There are other ways of bypassing the code, which stipulates that a broadcaster "should not accept advertising material which describes or dramatizes distress," e.g., commercials showing muscles throbbing with pain. Also questionable is the indiscriminate use of such words as "safe," "without risk" and "harmless." Broad casters also often resort to pseudo-pharmaceutical names or impressive "scientific" terms that the average viewer may not understand ("If you're tired from lack of thiamin and riboflavin . . ."). Others relate doctors and celebrities to a product by innuendo.

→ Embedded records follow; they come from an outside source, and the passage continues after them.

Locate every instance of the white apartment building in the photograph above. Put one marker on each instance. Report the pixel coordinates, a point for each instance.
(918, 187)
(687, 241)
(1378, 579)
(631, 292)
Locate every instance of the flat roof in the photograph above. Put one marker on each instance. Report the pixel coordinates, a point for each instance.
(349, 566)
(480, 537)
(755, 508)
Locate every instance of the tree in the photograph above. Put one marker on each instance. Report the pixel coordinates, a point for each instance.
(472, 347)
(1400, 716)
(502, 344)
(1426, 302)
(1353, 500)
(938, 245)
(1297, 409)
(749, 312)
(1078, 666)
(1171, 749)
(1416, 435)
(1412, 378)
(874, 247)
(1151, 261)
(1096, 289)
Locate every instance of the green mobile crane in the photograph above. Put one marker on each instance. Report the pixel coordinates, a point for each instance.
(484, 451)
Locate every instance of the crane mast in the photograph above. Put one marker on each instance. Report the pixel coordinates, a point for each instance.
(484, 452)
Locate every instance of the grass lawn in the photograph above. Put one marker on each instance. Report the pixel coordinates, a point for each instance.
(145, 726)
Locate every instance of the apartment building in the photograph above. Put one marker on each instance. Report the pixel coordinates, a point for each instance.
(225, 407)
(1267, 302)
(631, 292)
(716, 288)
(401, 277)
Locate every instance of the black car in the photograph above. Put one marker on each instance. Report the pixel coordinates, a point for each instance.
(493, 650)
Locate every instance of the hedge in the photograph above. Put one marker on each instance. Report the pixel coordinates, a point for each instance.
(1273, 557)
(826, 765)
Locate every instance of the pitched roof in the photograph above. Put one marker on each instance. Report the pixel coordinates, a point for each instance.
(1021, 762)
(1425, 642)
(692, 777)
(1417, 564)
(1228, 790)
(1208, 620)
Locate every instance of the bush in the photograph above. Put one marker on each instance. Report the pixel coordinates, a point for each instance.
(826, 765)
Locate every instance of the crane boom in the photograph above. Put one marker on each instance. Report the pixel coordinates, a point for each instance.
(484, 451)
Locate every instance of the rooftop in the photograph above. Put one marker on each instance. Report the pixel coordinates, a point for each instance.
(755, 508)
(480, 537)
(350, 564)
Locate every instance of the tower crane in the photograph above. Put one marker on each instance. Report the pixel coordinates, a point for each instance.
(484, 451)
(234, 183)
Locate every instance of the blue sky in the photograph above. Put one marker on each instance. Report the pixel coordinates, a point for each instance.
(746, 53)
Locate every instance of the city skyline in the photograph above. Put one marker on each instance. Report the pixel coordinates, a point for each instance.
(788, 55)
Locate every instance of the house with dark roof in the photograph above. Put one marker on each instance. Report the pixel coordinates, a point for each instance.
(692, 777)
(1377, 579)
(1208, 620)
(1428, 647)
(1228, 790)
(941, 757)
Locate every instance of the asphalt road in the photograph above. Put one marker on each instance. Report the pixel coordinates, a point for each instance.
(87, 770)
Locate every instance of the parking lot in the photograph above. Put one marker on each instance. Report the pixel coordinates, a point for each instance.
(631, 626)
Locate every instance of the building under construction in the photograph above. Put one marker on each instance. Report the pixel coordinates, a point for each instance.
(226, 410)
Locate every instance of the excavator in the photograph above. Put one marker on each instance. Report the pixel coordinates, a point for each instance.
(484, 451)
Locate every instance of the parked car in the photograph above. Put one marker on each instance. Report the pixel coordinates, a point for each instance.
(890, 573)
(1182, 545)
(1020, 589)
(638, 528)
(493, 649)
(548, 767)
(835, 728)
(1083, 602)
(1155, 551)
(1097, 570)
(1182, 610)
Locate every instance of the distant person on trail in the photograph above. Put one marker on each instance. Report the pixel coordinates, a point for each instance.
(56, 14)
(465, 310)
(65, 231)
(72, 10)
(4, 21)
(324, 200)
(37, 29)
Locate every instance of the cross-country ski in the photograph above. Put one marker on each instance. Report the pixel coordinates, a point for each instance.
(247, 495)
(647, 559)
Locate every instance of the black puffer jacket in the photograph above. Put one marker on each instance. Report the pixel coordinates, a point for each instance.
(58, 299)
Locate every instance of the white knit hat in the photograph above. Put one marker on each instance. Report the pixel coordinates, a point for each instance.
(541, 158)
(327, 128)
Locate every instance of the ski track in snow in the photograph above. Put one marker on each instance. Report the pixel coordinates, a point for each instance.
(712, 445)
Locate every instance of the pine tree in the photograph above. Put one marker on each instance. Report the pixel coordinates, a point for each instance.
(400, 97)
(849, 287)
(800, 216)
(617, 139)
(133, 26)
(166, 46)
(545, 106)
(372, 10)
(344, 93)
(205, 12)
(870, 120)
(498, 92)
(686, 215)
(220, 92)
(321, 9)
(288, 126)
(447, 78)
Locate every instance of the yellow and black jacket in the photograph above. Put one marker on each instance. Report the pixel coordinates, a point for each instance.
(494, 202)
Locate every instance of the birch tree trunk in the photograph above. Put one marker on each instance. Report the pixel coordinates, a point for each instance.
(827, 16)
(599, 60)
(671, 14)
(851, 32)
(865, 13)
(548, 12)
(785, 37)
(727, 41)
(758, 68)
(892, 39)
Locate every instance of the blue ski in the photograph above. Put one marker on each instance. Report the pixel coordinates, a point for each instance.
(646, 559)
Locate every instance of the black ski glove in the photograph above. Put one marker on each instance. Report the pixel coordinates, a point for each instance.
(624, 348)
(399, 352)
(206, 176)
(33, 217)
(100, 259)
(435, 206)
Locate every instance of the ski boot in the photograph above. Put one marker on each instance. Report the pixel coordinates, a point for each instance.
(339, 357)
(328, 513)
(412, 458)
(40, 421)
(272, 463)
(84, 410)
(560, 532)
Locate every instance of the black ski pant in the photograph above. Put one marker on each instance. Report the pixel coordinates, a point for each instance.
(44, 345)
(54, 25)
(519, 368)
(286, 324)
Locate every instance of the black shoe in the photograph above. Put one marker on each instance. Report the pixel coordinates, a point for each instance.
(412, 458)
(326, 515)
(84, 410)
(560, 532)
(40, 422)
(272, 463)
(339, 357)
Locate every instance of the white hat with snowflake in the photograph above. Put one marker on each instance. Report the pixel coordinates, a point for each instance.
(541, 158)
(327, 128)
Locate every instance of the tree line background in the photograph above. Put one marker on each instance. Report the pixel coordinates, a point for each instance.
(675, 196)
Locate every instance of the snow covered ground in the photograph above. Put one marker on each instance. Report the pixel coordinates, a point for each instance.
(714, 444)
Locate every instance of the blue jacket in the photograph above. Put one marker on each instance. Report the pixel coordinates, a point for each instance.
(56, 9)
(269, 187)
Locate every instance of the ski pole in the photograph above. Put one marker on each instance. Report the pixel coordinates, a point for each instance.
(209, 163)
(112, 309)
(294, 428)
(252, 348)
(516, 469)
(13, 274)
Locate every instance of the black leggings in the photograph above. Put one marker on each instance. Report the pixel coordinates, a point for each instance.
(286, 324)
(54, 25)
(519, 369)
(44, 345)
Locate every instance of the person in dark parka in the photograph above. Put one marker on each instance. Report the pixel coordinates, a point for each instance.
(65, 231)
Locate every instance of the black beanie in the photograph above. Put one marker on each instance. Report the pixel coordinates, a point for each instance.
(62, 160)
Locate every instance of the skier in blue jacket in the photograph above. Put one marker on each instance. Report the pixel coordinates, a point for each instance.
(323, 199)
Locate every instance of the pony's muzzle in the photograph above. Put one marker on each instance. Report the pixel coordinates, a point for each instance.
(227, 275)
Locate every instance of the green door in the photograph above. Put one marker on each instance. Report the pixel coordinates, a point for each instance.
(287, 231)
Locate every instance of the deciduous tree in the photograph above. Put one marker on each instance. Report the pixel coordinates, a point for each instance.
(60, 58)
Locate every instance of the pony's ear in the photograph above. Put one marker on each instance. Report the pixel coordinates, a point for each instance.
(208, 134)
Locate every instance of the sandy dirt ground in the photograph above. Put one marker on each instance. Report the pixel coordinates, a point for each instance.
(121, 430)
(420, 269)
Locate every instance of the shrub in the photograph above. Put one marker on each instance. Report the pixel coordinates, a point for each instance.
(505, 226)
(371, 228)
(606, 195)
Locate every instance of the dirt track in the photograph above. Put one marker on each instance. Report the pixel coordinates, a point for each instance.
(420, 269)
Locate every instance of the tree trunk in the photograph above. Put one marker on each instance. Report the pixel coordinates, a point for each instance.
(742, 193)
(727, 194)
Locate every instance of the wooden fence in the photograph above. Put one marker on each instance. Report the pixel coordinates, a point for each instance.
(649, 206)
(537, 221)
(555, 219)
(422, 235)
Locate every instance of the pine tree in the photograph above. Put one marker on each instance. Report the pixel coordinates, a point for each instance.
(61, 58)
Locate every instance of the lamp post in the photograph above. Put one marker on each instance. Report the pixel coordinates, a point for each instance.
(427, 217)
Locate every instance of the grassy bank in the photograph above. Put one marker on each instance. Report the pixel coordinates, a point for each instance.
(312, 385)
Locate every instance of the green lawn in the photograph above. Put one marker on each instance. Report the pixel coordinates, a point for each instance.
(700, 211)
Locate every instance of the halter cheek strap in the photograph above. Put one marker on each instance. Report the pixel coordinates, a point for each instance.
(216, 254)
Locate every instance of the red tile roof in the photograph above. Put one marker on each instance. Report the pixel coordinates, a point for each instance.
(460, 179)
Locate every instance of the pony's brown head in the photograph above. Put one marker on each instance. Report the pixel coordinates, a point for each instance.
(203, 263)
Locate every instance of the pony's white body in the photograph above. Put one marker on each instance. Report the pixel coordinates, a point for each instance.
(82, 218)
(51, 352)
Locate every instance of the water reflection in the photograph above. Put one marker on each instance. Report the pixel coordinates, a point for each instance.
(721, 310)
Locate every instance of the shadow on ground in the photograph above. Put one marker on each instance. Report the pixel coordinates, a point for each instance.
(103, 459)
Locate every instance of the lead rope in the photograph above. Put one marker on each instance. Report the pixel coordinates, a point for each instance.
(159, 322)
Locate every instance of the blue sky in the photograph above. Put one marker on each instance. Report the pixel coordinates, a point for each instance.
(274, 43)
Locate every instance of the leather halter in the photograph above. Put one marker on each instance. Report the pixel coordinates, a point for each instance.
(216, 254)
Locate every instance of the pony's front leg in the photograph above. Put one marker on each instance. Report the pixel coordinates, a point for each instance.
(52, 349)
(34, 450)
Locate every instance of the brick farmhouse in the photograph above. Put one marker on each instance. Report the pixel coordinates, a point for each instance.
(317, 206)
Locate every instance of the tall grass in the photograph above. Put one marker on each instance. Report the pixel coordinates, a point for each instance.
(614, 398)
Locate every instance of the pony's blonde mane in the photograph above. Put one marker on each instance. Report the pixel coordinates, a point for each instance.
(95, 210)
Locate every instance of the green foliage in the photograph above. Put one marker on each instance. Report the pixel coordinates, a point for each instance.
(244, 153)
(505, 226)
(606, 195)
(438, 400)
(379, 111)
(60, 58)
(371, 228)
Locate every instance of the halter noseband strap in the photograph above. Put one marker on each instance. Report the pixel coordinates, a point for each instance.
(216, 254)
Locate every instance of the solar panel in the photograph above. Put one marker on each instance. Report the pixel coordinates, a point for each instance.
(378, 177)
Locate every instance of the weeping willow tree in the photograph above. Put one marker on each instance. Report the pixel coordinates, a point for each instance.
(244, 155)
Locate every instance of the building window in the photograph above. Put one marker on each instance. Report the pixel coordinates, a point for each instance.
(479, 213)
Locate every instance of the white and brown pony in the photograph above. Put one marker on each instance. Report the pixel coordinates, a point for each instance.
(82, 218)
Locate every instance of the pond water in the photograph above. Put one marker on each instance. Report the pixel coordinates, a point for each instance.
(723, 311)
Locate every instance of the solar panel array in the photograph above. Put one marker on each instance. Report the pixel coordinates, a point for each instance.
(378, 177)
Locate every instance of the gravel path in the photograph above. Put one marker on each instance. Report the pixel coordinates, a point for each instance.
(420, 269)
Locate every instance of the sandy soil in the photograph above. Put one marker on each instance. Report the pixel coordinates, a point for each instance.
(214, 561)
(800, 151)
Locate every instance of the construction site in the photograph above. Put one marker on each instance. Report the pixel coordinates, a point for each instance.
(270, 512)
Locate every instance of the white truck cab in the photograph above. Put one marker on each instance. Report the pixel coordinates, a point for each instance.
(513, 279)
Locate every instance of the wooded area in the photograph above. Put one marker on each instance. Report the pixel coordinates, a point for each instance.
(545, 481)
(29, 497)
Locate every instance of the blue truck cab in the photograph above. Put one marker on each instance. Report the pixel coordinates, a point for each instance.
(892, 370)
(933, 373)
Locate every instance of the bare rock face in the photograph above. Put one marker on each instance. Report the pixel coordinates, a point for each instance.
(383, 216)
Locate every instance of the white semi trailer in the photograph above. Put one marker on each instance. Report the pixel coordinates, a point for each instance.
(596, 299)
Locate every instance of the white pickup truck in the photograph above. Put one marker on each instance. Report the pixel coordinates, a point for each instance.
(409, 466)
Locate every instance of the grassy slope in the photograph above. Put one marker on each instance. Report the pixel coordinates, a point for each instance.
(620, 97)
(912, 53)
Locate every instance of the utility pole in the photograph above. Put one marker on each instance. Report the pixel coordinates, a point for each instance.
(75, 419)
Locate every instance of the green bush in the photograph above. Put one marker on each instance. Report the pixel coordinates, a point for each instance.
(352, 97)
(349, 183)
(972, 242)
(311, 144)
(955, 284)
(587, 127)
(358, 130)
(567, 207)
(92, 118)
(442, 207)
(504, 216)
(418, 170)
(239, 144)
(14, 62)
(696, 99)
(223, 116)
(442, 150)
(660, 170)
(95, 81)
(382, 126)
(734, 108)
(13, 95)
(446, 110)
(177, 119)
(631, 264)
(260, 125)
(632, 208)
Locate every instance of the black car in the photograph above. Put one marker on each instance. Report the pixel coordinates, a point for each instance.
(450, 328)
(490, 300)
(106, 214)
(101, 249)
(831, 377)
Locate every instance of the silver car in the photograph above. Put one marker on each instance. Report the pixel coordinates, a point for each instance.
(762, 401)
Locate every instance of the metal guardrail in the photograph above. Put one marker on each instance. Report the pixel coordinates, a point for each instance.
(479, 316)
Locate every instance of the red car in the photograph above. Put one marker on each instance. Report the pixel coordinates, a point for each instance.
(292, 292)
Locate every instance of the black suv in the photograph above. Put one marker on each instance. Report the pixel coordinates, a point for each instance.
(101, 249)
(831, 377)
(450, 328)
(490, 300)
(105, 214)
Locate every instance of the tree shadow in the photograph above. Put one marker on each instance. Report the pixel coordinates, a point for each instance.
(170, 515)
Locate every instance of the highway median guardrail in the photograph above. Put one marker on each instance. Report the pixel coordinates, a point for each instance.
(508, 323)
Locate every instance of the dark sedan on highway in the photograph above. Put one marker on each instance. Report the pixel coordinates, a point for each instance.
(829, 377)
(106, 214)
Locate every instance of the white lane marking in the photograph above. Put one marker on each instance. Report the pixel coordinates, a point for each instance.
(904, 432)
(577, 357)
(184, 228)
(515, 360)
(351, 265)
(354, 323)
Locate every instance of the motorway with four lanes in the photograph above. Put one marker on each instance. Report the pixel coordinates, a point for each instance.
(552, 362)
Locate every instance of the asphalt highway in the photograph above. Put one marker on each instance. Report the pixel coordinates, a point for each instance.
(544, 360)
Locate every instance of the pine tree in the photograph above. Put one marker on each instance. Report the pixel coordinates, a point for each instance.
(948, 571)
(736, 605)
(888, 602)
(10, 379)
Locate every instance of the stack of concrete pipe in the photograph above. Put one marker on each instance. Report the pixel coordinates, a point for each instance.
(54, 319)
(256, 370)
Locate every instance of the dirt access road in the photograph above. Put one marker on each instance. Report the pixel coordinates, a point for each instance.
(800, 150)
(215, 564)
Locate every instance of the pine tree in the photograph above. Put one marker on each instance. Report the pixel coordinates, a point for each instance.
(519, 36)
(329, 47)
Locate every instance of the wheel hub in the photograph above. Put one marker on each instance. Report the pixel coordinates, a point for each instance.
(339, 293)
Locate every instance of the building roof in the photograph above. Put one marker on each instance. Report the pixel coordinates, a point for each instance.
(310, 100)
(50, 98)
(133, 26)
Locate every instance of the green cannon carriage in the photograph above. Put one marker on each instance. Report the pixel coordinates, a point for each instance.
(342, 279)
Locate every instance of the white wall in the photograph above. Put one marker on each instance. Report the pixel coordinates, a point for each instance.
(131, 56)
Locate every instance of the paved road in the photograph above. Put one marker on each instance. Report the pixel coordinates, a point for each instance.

A sampling of the kind of commercial --heard on both the big networks and local stations:
P:"Two tablespoons of liquid Geritol . . . contains twice the iron in a pound of calf's liver. Don't let TIRED BLOOD drag you down."
P:"Medical science has discovered a healing medication called Preparation H. It shrinks hemorrhoids without surgery!"
P: "Javitol contains 85% choice coffee blends, combined with a vegetable extract that lets you literally drink that extra weight right off your body. Can you imagine?"
P:"Dormin is the original, genuine, non-habit-forming, safe sleeping capsule, so safe no prescription is needed ... you 11 sleep naturally"
P:"Rem is the only cough medicine compounded of its 14 medically approved ingredients, works through the upper chest and bronchial tubes to ease that tight feeling, help break up phlegm and wheezy congestion."
P:"Infra-Rub speeds up the flow of fresh, rich blood, thus helps drive away pain-causing pressure."
P:"This doctor's discovery is called bus-tamin 2-12. Doctors of three leading hospitals personally witnessed amazing results. They saw agonizing, crippling pains relieved day and night."
Probably the bitterest battle is being fought between Carter's Little Liver Pills and the FTC. Since IQ43 the commission has been after Carter's on grounds that the product is nothing more than an ordinary laxative, with "no therapeutic effect" on the liver. The case has been endlessly dragged through the courts is still unsettled. Last week FTC again demanded that Carter Products, Inc. drop the word "liver" from the brand name. Sample Carter commercial: "Five New York doctors now have proved you can break the laxative habit . . . Carter's Little Liver Pills improve the flow of liver bile needed for natural regularity."
Some physicians are so disturbed that they go out of their way to explain TV's excesses to patients. "Advertisers warned one A.M.A. spokesman, should not forget that the public is not so lastingly gullible as they seem to believe.